Пробило ужъ десять часовъ утра, когда Платонъ Пирожковъ проснулся, сѣлъ на своей кровати, свѣсилъ ноги и сталъ осматриваться. Онъ былъ совсѣмъ трезвъ, только голова сильно болѣла и память отшибло въ первую минуту. Увидя себя одѣтымъ, онъ подумалъ, что прилегъ такъ, между дѣломъ, да заспался. Онъ соображалъ -- который же теперь можетъ быть часъ, вытащилъ изъ жилетнаго кармана толстые серебряные часы и, убѣдясь, что они показываютъ десять,-- недовѣрчиво приложилъ ихъ къ уху. Часы тикали исправно.

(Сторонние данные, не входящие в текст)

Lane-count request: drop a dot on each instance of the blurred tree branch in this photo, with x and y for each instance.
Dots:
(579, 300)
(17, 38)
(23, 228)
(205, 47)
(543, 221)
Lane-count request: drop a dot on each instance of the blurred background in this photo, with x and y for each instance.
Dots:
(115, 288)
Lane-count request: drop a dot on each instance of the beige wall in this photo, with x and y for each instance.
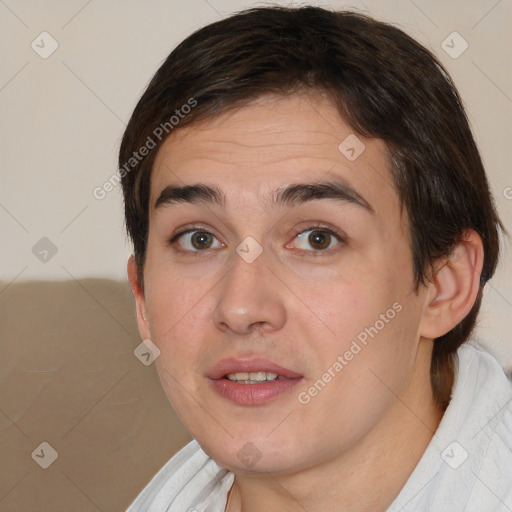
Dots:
(63, 116)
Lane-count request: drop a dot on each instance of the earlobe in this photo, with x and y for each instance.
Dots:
(140, 301)
(454, 287)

Тогда память вернулась къ «дятлу» и онъ вспомнилъ даже какъ баринъ втащилъ его сюда и заперъ дверь на ключъ.

Онъ всталъ на ноги, причемъ почувствовалъ въ тѣлѣ разбитость, повернулъ дверную ручку и, такъ какъ дверь оказалась незапертой, вышелъ въ коридоръ.

Неслышно, затаивъ дыханіе, пробрался онъ въ спальню Аникѣева, увѣренный, что баринъ еще спитъ и желая, по возможности, поправить всѣ свои погрѣшности.

Чувство раскаянья, нѣкотораго стыда, а главное, жалости къ «монстру», выражалось во всей фигурѣ Платона Пирожкова. Онъ былъ теперь похожъ не столько на дятла, сколько на провинившуюся собаку съ опущенной мордой и поджатымъ хвостомъ.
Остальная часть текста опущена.